Images aren't everything we do
- 07 May, 2026
- Posted by Tom Greenfield
Although we are perfectionistic about the quality of our output; images, moodboards and layouts can now be explored in hours rather than weeks with technology within our software. For clients, that's a genuinely useful thing — it opens conversations earlier and makes possibilities more tangible.
But it also changes what architects are actually for.
If images become easier to produce, they stop being key deliverables. They become part of the expected process. What sits behind them — the planning strategy, the commercial logic, the local knowledge, the buildability — that's the project. In the past the architecture within the image was considered a core part of the service, but I believe it's something far more complex than that.
Building projects is more than renders, so much is intangible - the thoughts keeping us up at night so the client feels more money in his/her pocket in 12 months time. The expertise and knowledge that we've built up over the years I can condense into a few key areas.
More options don't always mean more clarity
One strange effect of faster design tools is that they can generate too many possibilities. More images, more variations, more directions. For a client managing a business, investors, financing and operations, that's not always helpful.
Most clients don't need more options, they need help making the best decisions.
The architect's role isn't just to generate possibilities — it's to filter them. What's right for this site? What will planning support? What creates value and what just creates cost? What looks good in a render but becomes expensive or difficult later?
The best design process isn't the one with the most images. It's the one that helps clients make better decisions with more confidence.
Thinking like a developer
For private homes, that means being honest about what creates value and what doesn't. A better arrival sequence, properly shaded outdoor living, views captured from the right rooms — these earn their place. Overcomplicated façades, fragile details, imported systems that are hard to maintain — often they don't.
The question is never just whether we can design it. It's whether it earns its place.
For hotels and resorts, the stakes are higher. A hotel has to work as a product, an operation and a business. That means understanding room mix, ADR, how common spaces adapt through the day, whether a restaurant can support breakfast, destination dining and events without feeling like it's doing three things badly.
A beautiful plan with the wrong product mix is still the wrong project.
Local knowledge matters more, not less
AI can generate an image of almost anything. But not everything that can be imagined should be built — especially in island contexts.
Planning, labour, procurement, climate, contractor skill sets, material availability — all of it shapes what's actually possible. A design might look simple in an image but require construction tolerances that are unrealistic locally. Another might look modest but deliver far more value because it's robust, buildable and well suited to the conditions.
We don't just design for the Caribbean. We design through the realities of it.
The future role of the architect
The core value of an architect was never the image. It was always judgment.
We're seeing more AI renders attached to pre-construction projects than ever before. Some people are drawn in by them — and perhaps that's the intention.

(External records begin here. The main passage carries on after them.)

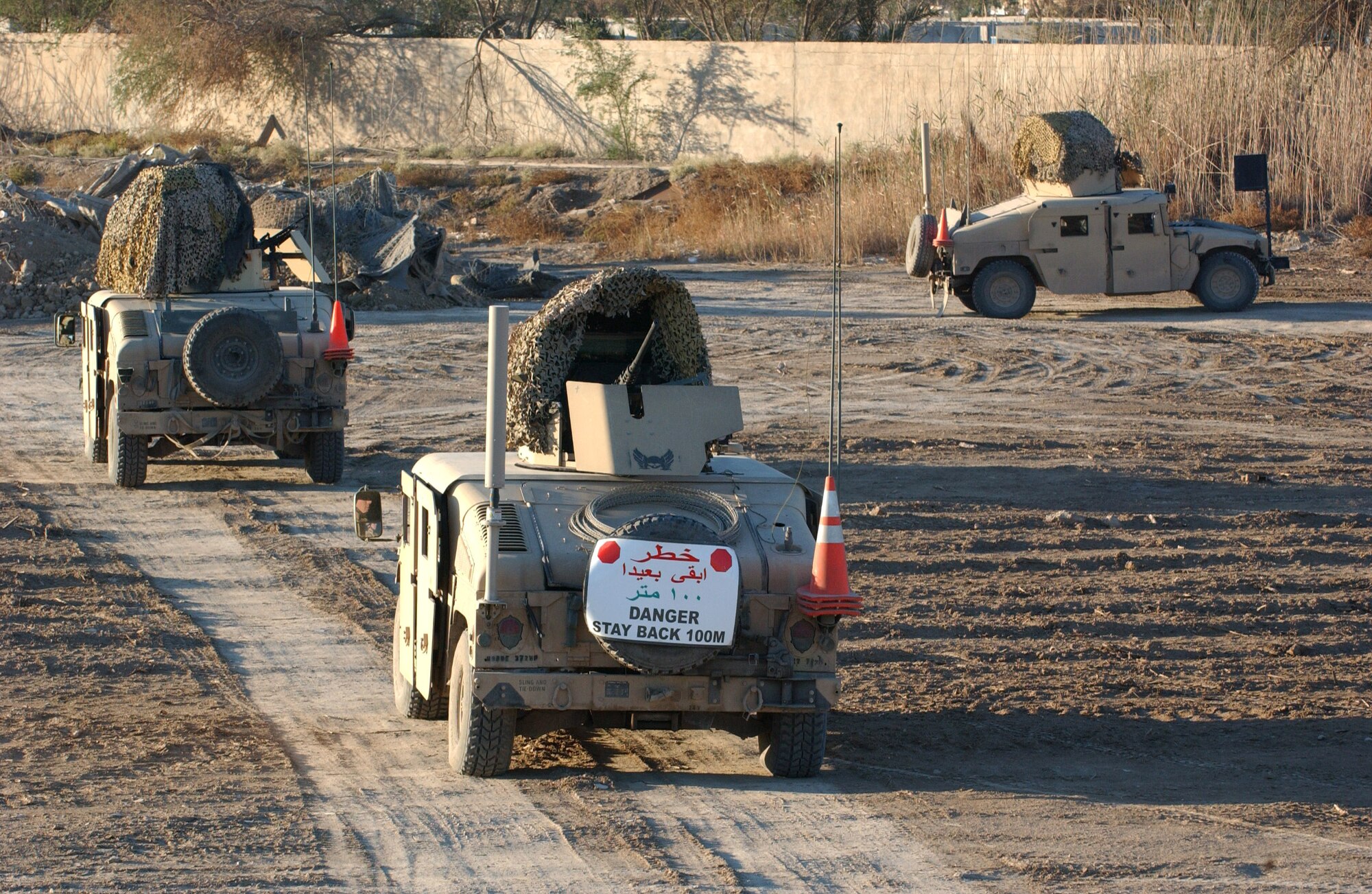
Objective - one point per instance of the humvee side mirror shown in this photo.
(65, 329)
(367, 513)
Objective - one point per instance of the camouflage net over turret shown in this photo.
(180, 228)
(1060, 147)
(545, 346)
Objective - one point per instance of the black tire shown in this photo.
(1227, 281)
(651, 657)
(233, 357)
(1004, 290)
(480, 738)
(920, 246)
(324, 457)
(794, 745)
(127, 456)
(408, 700)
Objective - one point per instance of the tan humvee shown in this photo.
(242, 365)
(646, 579)
(1089, 239)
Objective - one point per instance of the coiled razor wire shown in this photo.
(588, 524)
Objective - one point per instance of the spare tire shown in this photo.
(920, 246)
(233, 357)
(651, 657)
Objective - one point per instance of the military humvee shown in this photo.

But a render is a promise, not a plan (something that could be made a bit clearer on listings in my opinion). We know what to believe and what to discount.
Here's a small but telling example. We purchase furniture and lighting on behalf of our clients. By the time a project reaches site, the piece in the render (if it's even an actual product) is discontinued, out of stock or simply doesn't ship here economically. That's one line item. Now apply that reality to an entire building.
The image is the easy part. The decisions that come after it is where the architect earns their place.